IDXChannel - Chief Investment Officer (CIO) Danantara Indonesia Pandu Sjahrir menuturkan, pertemuan antara regulator pasar modal, Otoritas Jasa Keuangan (OJK) dan Bursa Efek Indonesia (BEI) dengan Morgan Stanley Capital International (MSCI) pada Senin (2/2/2026), berjalan secara konstruktif.
Berbekal pertemuan secara daring tersebut, Danantara mengidentifikasi saham-saham potensial yang siap dijadikan sebagai investasi. Sebab, kata dia, memang ada aset tidak layak investasi (uninvestable asset), yang menjadi pijakan investor dalam mengambil tindakan berdasarkan laporan MSCI.

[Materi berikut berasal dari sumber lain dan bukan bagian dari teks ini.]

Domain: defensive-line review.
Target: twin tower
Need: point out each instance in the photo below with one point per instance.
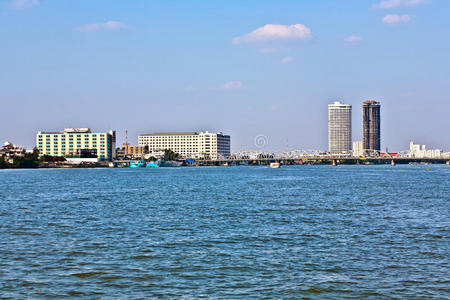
(340, 128)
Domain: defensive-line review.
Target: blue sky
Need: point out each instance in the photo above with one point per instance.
(246, 68)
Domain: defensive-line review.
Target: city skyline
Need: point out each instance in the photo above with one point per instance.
(149, 67)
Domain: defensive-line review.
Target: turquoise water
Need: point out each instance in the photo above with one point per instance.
(237, 232)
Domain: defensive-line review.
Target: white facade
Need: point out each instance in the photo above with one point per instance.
(189, 144)
(339, 128)
(71, 141)
(420, 151)
(358, 149)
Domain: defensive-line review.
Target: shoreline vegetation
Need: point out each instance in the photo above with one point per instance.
(29, 161)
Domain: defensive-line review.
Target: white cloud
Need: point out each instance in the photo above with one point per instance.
(110, 25)
(353, 39)
(398, 3)
(393, 19)
(286, 60)
(268, 50)
(189, 88)
(272, 32)
(23, 4)
(232, 85)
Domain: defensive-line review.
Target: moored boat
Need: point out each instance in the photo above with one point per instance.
(137, 164)
(171, 163)
(274, 165)
(153, 164)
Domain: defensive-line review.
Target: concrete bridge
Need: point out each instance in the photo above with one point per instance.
(330, 160)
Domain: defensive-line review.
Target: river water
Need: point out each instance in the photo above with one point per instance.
(226, 232)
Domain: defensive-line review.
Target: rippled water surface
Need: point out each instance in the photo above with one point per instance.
(236, 232)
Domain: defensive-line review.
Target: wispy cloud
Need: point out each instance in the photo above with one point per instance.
(394, 19)
(268, 50)
(273, 32)
(110, 25)
(23, 4)
(353, 39)
(286, 60)
(231, 85)
(398, 3)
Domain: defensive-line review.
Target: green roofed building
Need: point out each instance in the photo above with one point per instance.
(73, 141)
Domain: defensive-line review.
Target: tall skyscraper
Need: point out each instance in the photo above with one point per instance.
(371, 127)
(339, 128)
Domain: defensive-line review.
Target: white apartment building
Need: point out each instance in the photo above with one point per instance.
(202, 144)
(420, 151)
(339, 128)
(75, 141)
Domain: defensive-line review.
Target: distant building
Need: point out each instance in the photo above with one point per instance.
(10, 151)
(339, 128)
(357, 149)
(75, 142)
(420, 151)
(189, 144)
(371, 127)
(134, 151)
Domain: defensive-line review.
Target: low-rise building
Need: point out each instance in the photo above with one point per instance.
(134, 151)
(9, 151)
(420, 151)
(198, 145)
(73, 141)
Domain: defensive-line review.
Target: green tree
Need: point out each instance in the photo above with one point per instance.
(170, 155)
(2, 162)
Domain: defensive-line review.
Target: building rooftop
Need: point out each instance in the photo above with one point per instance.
(338, 103)
(170, 133)
(371, 102)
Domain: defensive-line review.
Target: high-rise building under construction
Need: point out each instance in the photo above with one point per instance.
(371, 127)
(339, 128)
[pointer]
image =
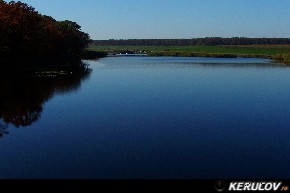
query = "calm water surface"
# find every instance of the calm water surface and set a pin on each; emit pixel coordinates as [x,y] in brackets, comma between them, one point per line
[142,117]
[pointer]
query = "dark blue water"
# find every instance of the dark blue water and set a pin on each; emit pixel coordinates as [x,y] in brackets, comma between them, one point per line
[180,118]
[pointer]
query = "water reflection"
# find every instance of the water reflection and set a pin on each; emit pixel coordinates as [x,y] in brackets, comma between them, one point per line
[22,96]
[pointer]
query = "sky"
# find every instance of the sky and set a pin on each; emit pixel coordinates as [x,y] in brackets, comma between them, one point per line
[168,19]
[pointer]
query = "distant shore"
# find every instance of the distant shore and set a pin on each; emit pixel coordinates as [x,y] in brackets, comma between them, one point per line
[278,53]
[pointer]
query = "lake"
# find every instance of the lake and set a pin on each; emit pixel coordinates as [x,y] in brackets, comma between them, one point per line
[149,118]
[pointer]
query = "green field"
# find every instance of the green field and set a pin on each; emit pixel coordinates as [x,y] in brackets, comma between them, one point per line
[279,53]
[257,49]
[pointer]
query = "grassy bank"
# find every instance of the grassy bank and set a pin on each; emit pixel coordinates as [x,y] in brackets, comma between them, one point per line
[280,53]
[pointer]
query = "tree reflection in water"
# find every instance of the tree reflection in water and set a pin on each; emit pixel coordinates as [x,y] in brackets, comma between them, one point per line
[22,96]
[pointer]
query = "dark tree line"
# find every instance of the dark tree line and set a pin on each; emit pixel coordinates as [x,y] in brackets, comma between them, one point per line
[26,35]
[209,41]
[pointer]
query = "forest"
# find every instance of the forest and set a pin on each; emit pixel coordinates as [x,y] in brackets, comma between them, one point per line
[28,38]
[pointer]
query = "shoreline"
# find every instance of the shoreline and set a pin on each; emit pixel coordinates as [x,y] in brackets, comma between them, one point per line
[277,53]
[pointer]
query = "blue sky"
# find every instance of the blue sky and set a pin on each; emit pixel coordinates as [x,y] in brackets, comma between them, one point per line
[130,19]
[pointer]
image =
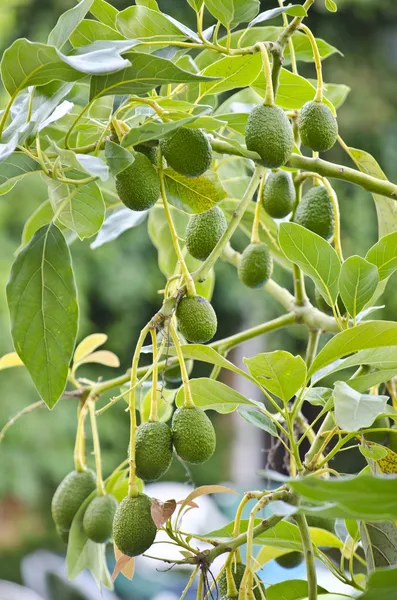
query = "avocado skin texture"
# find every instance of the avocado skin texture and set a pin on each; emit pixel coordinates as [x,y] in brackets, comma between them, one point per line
[238,573]
[193,435]
[70,495]
[255,266]
[318,127]
[138,186]
[290,560]
[197,320]
[133,527]
[98,518]
[269,133]
[187,151]
[315,212]
[381,436]
[278,195]
[153,448]
[204,231]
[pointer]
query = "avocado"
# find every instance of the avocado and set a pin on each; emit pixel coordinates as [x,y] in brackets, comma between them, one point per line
[134,530]
[98,518]
[290,560]
[153,450]
[269,133]
[196,318]
[138,186]
[318,127]
[278,196]
[238,573]
[70,495]
[187,151]
[193,435]
[315,212]
[255,266]
[204,231]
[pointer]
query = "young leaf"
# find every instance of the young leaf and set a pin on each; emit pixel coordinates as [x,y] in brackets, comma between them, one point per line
[210,394]
[314,256]
[279,372]
[384,255]
[42,300]
[354,410]
[357,283]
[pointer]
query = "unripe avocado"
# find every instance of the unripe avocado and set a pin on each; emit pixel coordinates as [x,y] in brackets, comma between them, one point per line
[153,450]
[318,127]
[238,573]
[269,133]
[70,495]
[379,437]
[204,232]
[187,151]
[255,266]
[193,435]
[290,560]
[138,186]
[196,319]
[315,212]
[133,527]
[98,518]
[278,195]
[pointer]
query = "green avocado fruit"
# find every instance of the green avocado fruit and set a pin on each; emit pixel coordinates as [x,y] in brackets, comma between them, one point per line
[256,265]
[70,495]
[134,530]
[153,450]
[315,212]
[98,518]
[204,231]
[187,151]
[238,573]
[318,128]
[193,435]
[196,318]
[290,560]
[278,196]
[138,186]
[269,133]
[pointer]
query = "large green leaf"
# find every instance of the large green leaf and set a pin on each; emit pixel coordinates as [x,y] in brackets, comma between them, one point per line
[354,410]
[210,394]
[374,334]
[357,283]
[314,256]
[384,255]
[279,372]
[42,299]
[193,194]
[145,73]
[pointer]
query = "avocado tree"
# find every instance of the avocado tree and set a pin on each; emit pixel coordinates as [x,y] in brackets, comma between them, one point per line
[132,114]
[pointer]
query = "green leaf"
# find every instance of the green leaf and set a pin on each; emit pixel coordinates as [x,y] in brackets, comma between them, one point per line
[279,372]
[357,283]
[337,498]
[209,394]
[354,410]
[314,256]
[258,419]
[232,72]
[296,10]
[145,73]
[42,299]
[375,334]
[67,23]
[79,207]
[193,194]
[384,255]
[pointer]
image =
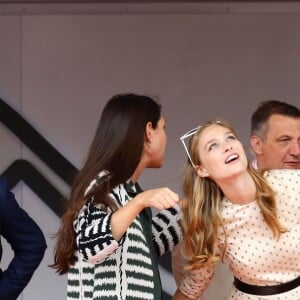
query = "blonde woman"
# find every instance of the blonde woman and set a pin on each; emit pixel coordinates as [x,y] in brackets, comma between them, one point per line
[249,220]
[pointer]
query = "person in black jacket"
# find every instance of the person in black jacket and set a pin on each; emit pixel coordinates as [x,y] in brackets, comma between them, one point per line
[26,240]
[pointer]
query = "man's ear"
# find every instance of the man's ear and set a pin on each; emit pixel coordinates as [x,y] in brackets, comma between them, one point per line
[256,144]
[201,171]
[148,132]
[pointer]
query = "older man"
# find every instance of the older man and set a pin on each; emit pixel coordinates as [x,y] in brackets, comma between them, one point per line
[275,135]
[275,140]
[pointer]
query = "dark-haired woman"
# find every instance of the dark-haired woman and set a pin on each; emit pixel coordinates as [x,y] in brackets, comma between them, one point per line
[108,241]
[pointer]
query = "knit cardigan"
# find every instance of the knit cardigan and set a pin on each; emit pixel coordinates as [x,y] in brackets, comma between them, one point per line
[126,270]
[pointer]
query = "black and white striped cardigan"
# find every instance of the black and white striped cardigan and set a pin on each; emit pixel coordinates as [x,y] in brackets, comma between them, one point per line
[107,269]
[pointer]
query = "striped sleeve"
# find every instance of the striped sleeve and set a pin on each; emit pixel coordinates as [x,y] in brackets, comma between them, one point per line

"Untuk saham-saham yang memiliki ciri-ciri (saham potensial), satu, memiliki fundamental yang baik, kedua, memiliki likuiditas yang baik, dan ketiga, memiliki juga valuasi yang baik dan juga cash flow yang baik," ujarnya di Gedung BEI, Jakarta, Senin (2/2/2026).
Meski begitu, Pandu merujuk 20 saham teratas yang mengalami peningkatan dan juga 20 saham dalam kondisi sebaliknya. Kondisi ini mesti dicermati secara hati-hati, karena bukan cuma terjadi di pasar saham Indonesia.